The StingRay is a suitcase-size device that tricks phones into giving up their serial numbers (and, often, their phone calls and texts) by pretending to be a cell phone tower. The technical name for such a device is IMSI catcher or cell-site simulator. It retails for about $400,000. Harris and competitors like Digital Receiver Technology, a subsidiary of Boeing, sell IMSI catchers to the military and intelligence communities, and, since 2007, to police departments in Los Angeles, New York, Chicago, and more than 50 other cities in 21 states. The signals that phones send the devices can be used not just to locate any phone police are looking for (in some cases with an accuracy of just 2 meters) but to see who else is around as well. IMSI catchers can scan Times Square, for instance, or an apartment building, or a political demonstration.

Rigmaiden built a file hundreds of pages thick about the StingRay and all its cousins and competitors—Triggerfish, KingFish, AmberJack, Harpoon.

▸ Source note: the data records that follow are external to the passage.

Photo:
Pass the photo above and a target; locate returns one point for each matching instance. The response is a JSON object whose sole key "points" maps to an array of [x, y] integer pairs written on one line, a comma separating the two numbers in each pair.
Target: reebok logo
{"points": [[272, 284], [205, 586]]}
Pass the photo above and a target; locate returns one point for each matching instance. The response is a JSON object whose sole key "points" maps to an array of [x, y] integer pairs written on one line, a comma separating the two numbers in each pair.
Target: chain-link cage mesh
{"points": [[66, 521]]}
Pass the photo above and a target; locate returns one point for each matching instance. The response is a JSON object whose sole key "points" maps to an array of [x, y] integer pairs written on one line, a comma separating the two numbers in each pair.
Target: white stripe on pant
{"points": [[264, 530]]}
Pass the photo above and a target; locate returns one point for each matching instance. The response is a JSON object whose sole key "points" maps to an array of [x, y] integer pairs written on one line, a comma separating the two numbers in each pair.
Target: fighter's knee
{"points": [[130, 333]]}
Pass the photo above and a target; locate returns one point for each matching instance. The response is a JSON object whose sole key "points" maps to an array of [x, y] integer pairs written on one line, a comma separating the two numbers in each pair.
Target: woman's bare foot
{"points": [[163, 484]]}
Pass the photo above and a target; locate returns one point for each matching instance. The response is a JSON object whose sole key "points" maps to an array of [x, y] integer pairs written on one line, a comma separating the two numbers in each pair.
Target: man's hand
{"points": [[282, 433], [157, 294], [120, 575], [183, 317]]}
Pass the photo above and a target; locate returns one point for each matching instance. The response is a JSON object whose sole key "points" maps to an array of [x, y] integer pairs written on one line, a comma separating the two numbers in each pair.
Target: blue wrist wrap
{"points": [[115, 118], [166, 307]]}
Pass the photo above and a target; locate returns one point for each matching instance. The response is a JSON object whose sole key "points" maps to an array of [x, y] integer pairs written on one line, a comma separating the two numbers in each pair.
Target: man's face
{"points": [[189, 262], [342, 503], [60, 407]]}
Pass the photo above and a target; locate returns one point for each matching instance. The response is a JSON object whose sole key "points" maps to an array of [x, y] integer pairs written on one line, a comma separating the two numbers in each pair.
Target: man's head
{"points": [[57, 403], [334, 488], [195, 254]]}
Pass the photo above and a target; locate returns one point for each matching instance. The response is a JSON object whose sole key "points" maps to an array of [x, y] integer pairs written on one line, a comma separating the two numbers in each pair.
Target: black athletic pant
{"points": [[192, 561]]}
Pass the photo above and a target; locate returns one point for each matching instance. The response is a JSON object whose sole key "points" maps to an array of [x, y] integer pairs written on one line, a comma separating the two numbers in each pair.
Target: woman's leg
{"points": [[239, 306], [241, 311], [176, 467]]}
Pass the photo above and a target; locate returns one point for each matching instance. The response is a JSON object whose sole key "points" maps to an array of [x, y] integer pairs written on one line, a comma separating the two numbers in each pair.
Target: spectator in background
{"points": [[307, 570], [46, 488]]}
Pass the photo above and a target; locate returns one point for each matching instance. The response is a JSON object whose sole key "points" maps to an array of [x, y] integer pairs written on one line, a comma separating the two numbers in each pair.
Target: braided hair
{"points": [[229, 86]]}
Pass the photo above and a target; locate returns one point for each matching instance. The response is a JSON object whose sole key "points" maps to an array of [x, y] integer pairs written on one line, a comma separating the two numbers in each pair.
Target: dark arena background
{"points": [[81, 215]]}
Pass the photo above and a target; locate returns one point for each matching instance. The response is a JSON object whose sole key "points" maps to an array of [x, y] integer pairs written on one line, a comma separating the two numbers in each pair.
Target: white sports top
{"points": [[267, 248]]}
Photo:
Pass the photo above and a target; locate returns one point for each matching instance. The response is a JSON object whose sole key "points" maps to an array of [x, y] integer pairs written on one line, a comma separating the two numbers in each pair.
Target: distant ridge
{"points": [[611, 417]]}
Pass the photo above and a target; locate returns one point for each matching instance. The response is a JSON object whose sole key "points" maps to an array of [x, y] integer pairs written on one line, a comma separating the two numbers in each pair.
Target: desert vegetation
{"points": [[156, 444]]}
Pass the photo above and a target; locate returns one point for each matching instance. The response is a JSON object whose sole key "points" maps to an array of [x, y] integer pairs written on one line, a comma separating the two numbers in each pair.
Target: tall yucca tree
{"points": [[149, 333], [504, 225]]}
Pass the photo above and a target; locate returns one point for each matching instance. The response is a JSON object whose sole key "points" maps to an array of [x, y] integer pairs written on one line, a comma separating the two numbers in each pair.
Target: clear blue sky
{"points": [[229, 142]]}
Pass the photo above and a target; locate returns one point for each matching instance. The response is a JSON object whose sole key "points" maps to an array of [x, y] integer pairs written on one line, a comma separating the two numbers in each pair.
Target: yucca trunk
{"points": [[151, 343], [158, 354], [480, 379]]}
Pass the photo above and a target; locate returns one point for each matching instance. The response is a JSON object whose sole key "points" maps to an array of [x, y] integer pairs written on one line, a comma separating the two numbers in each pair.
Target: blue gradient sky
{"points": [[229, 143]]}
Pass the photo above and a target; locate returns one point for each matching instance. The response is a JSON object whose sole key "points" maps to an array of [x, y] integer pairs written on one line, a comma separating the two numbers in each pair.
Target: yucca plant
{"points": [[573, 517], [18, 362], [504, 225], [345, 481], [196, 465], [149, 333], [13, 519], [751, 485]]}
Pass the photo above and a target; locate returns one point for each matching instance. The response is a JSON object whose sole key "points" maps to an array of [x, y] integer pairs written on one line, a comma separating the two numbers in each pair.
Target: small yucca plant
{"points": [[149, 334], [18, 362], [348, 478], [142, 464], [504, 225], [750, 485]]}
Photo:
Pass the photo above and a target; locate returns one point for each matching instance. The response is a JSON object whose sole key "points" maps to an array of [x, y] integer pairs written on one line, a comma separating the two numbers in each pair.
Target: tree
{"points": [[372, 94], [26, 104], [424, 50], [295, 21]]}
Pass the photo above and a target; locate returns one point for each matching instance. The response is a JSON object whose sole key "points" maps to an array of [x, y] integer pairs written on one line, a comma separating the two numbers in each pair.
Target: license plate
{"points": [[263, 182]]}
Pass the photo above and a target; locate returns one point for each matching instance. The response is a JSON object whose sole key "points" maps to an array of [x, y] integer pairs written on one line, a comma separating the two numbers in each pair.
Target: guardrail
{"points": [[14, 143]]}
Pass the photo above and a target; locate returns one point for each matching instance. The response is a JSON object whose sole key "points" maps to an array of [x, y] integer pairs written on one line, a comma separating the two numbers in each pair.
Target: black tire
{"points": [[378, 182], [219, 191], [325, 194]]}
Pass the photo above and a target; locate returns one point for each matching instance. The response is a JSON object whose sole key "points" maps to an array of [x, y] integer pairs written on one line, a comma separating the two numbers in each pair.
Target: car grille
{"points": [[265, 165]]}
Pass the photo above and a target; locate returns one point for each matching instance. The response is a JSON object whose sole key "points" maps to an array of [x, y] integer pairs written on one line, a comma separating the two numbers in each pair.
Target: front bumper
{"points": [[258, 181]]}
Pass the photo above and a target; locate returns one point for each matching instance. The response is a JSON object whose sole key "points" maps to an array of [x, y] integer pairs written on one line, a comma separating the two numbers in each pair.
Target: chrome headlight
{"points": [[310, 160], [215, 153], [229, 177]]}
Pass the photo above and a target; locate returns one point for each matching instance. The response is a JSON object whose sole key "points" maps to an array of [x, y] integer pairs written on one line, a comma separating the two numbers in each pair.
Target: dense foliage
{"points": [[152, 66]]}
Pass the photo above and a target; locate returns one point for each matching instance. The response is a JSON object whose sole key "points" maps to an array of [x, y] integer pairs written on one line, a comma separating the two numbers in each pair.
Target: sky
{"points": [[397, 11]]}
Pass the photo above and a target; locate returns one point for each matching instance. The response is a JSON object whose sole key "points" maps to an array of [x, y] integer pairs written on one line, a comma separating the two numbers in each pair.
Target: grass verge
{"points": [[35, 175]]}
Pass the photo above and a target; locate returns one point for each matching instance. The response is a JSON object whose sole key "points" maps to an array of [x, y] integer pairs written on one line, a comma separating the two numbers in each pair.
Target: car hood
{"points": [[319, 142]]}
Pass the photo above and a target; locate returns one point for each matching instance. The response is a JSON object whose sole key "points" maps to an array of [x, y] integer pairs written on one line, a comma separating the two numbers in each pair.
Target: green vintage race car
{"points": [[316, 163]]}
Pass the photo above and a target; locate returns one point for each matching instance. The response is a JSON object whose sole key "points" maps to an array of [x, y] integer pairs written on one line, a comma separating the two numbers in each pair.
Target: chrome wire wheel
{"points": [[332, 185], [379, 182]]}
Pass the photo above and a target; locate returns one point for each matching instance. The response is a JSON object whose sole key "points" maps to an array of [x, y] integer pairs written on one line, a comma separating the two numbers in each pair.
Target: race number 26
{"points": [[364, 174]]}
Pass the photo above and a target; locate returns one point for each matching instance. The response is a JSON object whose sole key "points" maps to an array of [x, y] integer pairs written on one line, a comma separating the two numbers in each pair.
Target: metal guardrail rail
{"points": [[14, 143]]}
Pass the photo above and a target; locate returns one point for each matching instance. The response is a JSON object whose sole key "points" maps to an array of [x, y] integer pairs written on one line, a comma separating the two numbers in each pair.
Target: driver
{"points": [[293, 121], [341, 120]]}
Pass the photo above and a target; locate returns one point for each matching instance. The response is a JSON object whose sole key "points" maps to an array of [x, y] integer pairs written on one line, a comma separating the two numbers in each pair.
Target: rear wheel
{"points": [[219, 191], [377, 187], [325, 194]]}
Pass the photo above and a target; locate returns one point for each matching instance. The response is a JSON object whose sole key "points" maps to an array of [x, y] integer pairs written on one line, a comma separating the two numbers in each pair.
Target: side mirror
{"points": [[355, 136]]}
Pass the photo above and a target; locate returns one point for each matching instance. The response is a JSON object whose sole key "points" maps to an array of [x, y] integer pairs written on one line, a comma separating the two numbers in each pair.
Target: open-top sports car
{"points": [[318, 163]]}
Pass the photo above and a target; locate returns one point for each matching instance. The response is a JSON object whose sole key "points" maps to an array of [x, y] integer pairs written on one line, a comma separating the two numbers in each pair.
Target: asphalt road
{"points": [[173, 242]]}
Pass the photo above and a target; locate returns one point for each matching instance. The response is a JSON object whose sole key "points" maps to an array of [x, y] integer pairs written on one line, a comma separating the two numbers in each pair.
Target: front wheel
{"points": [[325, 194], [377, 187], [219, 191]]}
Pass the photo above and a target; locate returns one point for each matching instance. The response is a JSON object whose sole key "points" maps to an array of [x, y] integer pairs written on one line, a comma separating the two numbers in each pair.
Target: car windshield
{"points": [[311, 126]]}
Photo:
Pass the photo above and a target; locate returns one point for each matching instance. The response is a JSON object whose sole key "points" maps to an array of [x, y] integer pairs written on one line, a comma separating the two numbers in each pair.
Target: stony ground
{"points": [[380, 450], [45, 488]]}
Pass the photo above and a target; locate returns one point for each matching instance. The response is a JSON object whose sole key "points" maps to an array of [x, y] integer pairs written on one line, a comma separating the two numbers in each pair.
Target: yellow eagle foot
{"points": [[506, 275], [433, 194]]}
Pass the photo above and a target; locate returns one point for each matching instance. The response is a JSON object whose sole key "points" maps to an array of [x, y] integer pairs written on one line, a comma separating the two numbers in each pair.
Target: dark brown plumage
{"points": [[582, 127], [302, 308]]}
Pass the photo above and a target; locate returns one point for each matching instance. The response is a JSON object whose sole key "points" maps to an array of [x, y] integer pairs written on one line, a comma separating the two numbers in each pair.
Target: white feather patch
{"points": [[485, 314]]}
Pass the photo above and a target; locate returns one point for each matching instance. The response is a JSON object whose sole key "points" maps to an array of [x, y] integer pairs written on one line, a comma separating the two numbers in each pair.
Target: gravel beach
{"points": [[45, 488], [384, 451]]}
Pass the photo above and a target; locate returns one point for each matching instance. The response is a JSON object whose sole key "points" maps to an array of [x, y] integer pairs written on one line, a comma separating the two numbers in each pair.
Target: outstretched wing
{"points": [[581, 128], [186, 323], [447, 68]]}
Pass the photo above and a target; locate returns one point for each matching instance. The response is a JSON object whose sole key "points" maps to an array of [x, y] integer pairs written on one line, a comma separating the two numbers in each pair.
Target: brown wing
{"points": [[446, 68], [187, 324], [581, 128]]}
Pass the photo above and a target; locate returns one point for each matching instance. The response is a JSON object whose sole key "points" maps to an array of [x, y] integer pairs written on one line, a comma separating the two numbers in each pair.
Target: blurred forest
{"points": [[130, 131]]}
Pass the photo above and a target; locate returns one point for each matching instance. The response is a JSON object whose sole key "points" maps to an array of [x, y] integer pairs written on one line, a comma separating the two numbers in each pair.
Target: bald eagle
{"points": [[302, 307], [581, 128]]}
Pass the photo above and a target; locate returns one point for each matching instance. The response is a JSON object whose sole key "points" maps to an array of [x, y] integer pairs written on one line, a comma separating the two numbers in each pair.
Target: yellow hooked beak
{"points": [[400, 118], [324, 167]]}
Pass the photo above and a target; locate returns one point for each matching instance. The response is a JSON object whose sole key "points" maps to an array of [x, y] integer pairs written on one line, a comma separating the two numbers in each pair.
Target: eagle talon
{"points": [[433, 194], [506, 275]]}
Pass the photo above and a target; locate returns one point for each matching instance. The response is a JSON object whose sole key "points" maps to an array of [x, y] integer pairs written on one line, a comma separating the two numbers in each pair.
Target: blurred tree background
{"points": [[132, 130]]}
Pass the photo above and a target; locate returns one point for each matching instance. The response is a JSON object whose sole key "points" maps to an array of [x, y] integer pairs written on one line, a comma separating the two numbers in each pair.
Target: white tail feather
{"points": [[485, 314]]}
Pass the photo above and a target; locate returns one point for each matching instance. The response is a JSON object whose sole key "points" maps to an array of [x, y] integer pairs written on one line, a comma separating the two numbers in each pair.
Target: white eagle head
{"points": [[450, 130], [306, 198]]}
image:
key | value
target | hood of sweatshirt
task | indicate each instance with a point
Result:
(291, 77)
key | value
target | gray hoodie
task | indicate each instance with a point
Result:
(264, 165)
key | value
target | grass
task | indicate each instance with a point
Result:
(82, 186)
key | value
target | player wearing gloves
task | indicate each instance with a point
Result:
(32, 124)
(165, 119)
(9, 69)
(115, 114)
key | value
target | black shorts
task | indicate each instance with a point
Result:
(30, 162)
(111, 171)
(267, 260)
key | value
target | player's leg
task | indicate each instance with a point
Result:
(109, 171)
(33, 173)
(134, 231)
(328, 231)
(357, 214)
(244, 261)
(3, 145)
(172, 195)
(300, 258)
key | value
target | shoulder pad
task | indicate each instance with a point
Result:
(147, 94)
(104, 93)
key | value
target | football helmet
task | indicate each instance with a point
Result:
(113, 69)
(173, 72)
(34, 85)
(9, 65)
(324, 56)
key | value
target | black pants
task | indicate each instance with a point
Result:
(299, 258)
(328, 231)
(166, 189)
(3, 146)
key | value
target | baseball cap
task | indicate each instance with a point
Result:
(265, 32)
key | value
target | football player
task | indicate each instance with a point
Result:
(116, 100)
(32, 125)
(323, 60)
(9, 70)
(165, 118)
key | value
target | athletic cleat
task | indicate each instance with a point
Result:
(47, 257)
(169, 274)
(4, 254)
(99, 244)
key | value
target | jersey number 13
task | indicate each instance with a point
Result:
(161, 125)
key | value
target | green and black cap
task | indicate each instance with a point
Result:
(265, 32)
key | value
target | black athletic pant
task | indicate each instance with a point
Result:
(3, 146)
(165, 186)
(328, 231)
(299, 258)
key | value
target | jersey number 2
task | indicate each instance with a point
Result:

Once he was able to expose their secret use—the FBI required the police departments that used them to sign nondisclosure agreements—the privacy and civil-liberties world took notice...

In the ongoing scrum over cell phone privacy, there are at least two major fields of play: phone-data encryption, in which, right now, Apple is doing its best not to share its methods with the government; and network security, in which the police and the military have been exploiting barn-door-size vulnerabilities for years. And it’s not just the government that could be storming through. The same devices the police used to find one low-rent tax fraudster are now, several years later, cheaper and easier to make than ever.